Jacques Wadrawane aimerait que son expérience serve aux jeunes Calédoniens. « Quand on vit sur une île, il faut partir, voir autre chose, et ils sont de plus en plus nombreux à le faire, je trouve ça très bien. Notre génération dans les années 1990, on était un peu pionnier de ça. 400 cadres et Cadres Avenir ont été véritablement un accélérateur social. » S’il porte un regard positif sur le dispositif de formation, Jacques Wadrawane a la dent nettement plus dure avec l’administration calédonienne. « Tout fonctionne en silo, on peine à intégrer les outils de pilotage du privé et on navigue à vue », commente celui qui verrait bien plus de jeunes avec potentiel partir à l’ENA Québec pour ensuite moderniser l’action publique calédonienne.

Les grandes écoles françaises ? « Pourquoi pas, mais on n’a peut-être pas besoin ici de parcours aussi formatés, difficiles d’accès.

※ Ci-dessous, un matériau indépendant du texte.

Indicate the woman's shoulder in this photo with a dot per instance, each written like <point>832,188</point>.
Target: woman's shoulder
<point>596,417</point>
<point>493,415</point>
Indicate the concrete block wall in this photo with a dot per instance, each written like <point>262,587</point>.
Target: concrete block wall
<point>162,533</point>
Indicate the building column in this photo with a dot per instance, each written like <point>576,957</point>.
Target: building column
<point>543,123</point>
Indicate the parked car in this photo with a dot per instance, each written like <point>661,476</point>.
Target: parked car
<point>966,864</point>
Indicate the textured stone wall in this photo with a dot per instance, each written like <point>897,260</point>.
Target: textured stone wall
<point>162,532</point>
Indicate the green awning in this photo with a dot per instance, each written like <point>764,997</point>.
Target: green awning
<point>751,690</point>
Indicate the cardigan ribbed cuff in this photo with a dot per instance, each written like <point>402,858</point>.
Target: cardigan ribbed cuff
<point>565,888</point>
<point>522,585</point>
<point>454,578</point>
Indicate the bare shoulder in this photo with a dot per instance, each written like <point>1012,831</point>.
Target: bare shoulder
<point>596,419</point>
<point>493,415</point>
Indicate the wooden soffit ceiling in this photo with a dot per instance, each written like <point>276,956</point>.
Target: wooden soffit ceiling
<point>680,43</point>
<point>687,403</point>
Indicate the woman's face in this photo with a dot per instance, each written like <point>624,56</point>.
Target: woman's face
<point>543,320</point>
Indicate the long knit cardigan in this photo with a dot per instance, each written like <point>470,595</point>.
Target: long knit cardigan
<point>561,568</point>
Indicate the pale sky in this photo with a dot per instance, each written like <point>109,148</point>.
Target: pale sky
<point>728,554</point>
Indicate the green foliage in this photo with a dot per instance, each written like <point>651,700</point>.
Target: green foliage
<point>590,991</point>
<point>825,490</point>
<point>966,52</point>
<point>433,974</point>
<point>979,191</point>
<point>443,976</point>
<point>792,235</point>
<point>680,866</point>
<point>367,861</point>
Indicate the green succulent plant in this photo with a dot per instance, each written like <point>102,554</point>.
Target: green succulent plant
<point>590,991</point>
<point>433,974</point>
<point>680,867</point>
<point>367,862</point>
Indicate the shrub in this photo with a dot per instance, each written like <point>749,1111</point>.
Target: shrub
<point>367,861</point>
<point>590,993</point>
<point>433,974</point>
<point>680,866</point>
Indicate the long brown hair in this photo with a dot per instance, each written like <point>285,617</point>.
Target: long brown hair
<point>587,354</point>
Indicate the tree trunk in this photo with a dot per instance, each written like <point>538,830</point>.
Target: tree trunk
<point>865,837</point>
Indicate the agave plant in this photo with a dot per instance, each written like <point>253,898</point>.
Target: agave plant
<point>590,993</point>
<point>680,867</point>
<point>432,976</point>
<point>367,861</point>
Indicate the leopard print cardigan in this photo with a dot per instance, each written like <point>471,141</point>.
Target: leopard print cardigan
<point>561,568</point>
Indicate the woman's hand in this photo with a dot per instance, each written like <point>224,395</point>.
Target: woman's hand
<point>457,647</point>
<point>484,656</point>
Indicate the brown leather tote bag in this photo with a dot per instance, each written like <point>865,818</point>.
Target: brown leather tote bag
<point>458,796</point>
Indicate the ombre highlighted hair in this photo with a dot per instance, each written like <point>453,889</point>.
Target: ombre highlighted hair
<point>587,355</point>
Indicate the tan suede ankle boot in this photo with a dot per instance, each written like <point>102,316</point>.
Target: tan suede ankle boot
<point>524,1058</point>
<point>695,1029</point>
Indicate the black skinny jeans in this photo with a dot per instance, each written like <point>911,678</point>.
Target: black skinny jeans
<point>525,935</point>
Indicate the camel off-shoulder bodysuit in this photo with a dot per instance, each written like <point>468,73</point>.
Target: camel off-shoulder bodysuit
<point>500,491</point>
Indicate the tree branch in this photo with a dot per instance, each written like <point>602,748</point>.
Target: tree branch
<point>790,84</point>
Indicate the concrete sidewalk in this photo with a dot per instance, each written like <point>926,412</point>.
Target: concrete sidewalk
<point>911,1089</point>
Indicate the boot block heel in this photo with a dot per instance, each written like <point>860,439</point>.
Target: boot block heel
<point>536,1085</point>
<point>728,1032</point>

Une carrière c’est aussi des rencontres, des opportunités et surtout beaucoup, beaucoup de travail. » Une valeur qui lui tient à cœur et qu’il a transmise à ses deux enfants ‒ l’un fait carrière dans la police et l’autre n’est rien moins que délégué de la Nouvelle-Calédonie aux Fidji ‒, et qu’il rappelle à tous les jeunes Maréens qui viennent lui demander conseil lorsqu’il rentre sur ses terres ancestrales.